Aux termes de l’article 700 du code de procédure civile, le juge condamne la partie tenue aux dépens ou qui perd son procès à payer à l’autre partie la somme qu’il détermine, au titre des frais exposés et non compris dans les dépens. Dans tous les cas, le juge tient compte de l’équité ou de la situation économique de la partie condamnée.
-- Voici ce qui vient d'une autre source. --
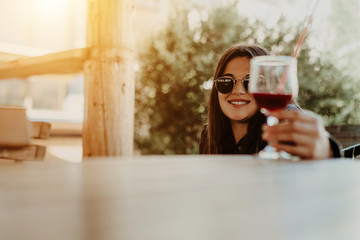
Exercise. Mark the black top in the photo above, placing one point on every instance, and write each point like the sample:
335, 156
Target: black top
252, 142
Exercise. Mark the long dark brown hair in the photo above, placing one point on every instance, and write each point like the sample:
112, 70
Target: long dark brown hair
219, 126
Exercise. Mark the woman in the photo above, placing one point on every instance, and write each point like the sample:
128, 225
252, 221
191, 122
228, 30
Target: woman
236, 126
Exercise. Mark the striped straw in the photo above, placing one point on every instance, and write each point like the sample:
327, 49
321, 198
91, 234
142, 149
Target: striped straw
298, 45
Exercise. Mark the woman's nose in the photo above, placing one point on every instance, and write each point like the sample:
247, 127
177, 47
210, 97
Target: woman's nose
239, 88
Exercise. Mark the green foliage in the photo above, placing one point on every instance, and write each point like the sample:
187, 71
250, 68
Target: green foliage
174, 67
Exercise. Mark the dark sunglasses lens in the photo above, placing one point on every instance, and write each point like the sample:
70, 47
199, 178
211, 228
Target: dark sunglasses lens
224, 85
246, 84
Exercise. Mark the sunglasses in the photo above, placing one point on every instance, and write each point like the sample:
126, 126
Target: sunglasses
226, 84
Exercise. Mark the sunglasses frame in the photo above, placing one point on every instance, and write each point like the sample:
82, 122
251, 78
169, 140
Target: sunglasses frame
244, 79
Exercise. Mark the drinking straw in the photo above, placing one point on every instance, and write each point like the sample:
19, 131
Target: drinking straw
298, 45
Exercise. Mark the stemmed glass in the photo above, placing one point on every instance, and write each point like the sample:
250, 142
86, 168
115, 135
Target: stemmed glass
273, 83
Il peut, même d’office, pour des raisons tirées des mêmes considérations, dire qu’il n’y a pas lieu à ces condamnations.
En l’espèce, Monsieur [M] [L] sera condamné à payer à l’OPH Grand Lyon Habitat la somme de 200 euros sur le fondement de l’article 700 du code de procédure civile.
Aucune circonstance particulière de l’affaire n’impose d’écarter l’exécution provisoire de droit en application de l’article 514 du Code de procédure civile.
*
* *
PAR CES MOTIFS,
Le juge des contentieux de la protection,
statuant publiquement par jugement réputé contradictoire, en premier ressort et mis à disposition au greffe,
CONDAMNE solidairement Madame [N] [V] et Monsieur [M] [L] à payer à l’OPH Grand Lyon Habitat la somme de 2978,41 euros (deux mille neuf cent soixante-dix-huit euros et quarante et un centimes) correspondant au montant des loyers, charges et indemnités d’occupation dus jusqu’au mois de septembre 2025 inclus, selon état de créance du 16 octobre 2025,
CONSTATE qu’est encourue la résiliation du bail consenti par l’OPH Grand Lyon Habitat à Madame [N] [V] et Monsieur [M] [L] sur les locaux à usage d’habitation sis 413 rue Marius Donjon 69009 Lyon par application de la clause de résiliation de plein droit,
Concernant Monsieur [M] [L]
DIT que Monsieur [M] [L] doit quitter les lieux et qu’à défaut de libération volontaire des locaux deux mois après signification d’un commandement de quitter les lieux, le bailleur est autorisé à faire procéder à son expulsion, tant de sa personne que de ses biens, au besoin avec l’assistance de la force publique,
CONDAMNE Monsieur [M] [L] à payer à l’OPH Grand Lyon Habitat une indemnité d’occupation égale au montant du loyer et des charges qui auraient été dus en l’absence de cessation du bail à compter du 21 mars 2025,
Concernant Madame [N] [V]
AUTORISE Madame [N] [V] à s’acquitter de sa dette locative par 35 mensualités de 40 euros, la première mensualité étant exigible au plus tard le 10 du mois suivant la signification du présent jugement, et les échéances ultérieures au plus tard le 10 de chaque mois suivant, et la 25e correspondant au solde de la dette,
DIT que pendant les délais ainsi accordés, les effets de la clause de résiliation de plein droit sont suspendus au profit de Madame [N] [V] ; que si Madame [N] [V] règle sa dette conformément aux délais accordés et s’acquitte du loyer courant pendant le cours de ces délais, la clause de résiliation de plein droit sera réputée ne pas avoir joué et le bail se poursuivra,
En revanche si Madame [N] [V] ne règle pas sa dette conformément aux délais accordés ou ne paie pas le loyer courant pendant le cours de ces délais :
1. Dit que la clause résolutoire reprendra son plein effet et que le bail sera résilié la concernant à compter du 21 mars 2025, huit jours après l’envoi d’une lettre recommandée de mise en demeure restée infructueuse,
2. Ordonne la libération des lieux et à défaut, l’expulsion de Madame [N] [V] tant de sa personne que de ses biens, ainsi que de celle de tous occupants de son chef, au besoin avec l’assistance de la force publique, deux mois après la signification d’un commandement de quitter les lieux,
3. Condamne Madame [N] [V] à payer à l’OPH Grand Lyon Habitat, à compter de la date de résiliation jusqu’à libération effective des lieux, une indemnité d’occupation égale au montant du loyer et des charges qui auraient été dus en l’absence de cessation du bail,
DIT en outre qu’en cas de défaut de règlement d’une mensualité, huit jours après une mise en demeure restée infructueuse, le bailleur pourra réclamer l’intégralité de la dette locative restant due,
CONDAMNE Monsieur [M] [L] à payer à l’OPH Grand Lyon Habitat la somme de 200 euros sur le fondement de l’article 700 du code de procédure civile,
CONDAMNE in solidum Madame [N] [V] et Monsieur [M] [L] aux dépens,
DIT n’y avoir lieu à écarter l’exécution provisoire qui est de droit.
Ainsi jugé et prononcé par mise à disposition les jour, mois et an susdits
par le Président et le Greffier susnommés.